Pyspark custom accumulators

I was trying to run this program as an example of custom accumulators in pyspark. I am getting the error 'int is not iterable'. I cannot resolve this. Can someone please help me with this.

import findspark
findspark.init()
from pyspark import AccumulatorParam, SparkContext
sc = SparkContext('local','local')

rdd = sc.parallelize(xrange(10))

class SAP(AccumulatorParam):
    def zero(self, initialValue):
        s=set()
        s.add(initialValue)
        return s
    def addInPlace(self, v1, v2):

        return v1.union(v2)



ids_seen = sc.accumulator(0, SAP())
def inc(x):
    global ids_seen
    ids_seen += x
    return x

rdd.foreach(inc)

Solution

In terms of types addInPlace is (R, R) => R and zero is (R) => R.

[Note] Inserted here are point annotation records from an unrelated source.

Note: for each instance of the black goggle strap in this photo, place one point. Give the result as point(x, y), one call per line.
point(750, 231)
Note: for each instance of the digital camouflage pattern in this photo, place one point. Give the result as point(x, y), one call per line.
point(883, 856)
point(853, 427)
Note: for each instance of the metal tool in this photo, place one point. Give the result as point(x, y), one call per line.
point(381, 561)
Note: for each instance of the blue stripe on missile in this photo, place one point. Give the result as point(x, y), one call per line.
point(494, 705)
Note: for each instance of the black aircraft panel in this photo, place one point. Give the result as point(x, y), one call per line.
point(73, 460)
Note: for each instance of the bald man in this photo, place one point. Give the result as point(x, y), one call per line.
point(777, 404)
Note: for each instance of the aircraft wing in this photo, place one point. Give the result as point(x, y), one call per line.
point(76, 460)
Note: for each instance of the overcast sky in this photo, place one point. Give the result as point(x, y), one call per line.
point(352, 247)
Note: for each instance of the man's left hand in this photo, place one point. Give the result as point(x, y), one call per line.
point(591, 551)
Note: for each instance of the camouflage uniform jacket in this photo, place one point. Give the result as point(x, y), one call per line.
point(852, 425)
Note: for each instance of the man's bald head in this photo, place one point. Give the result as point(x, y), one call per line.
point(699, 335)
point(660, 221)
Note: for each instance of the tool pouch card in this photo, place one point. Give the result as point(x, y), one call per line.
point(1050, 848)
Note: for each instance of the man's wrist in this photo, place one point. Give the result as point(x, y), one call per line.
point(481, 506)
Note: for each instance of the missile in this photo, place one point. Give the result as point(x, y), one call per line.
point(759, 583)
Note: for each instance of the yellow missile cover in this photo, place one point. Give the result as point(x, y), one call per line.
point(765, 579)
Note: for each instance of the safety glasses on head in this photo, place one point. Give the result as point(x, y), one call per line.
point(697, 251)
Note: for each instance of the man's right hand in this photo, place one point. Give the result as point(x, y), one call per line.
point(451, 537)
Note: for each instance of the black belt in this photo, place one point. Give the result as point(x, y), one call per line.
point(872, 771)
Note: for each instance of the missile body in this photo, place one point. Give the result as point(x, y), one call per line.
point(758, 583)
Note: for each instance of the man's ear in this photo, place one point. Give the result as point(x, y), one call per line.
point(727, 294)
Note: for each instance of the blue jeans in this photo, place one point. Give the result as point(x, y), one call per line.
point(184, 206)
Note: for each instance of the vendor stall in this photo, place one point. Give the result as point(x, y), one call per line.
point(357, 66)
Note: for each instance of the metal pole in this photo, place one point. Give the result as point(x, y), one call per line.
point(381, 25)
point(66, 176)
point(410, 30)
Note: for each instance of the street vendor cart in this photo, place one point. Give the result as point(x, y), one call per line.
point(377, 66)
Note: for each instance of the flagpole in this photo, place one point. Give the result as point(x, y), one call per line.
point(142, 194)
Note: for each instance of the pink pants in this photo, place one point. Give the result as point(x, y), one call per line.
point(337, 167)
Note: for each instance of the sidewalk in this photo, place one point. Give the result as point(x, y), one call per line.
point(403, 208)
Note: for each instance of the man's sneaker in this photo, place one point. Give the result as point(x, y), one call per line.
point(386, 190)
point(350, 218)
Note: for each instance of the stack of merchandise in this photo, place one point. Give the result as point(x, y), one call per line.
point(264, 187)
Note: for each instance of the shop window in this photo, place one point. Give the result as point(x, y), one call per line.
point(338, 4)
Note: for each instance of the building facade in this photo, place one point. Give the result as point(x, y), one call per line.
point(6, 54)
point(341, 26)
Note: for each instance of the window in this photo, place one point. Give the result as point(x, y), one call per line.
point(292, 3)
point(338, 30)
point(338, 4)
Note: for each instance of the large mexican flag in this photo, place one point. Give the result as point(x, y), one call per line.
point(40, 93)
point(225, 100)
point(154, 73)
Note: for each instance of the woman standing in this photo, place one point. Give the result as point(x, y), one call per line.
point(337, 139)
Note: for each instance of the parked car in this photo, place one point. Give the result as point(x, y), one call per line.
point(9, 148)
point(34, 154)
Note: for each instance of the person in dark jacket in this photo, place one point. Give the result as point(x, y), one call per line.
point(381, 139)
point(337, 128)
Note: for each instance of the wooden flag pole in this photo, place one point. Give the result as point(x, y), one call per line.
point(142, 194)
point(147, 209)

The initial value should be of the same type as the type you expect in the accumulator so you have to initialize Accumulator with set:

ids_seen = sc.accumulator(set(), SAP())

ids_seen = sc.accumulator({0}, SAP())

and zero should be:

def zero(self, initialValue):
    return initialValue.copy()

Finally inc should add a set:

def inc(x):
    global ids_seen
    ids_seen += {x}
    return x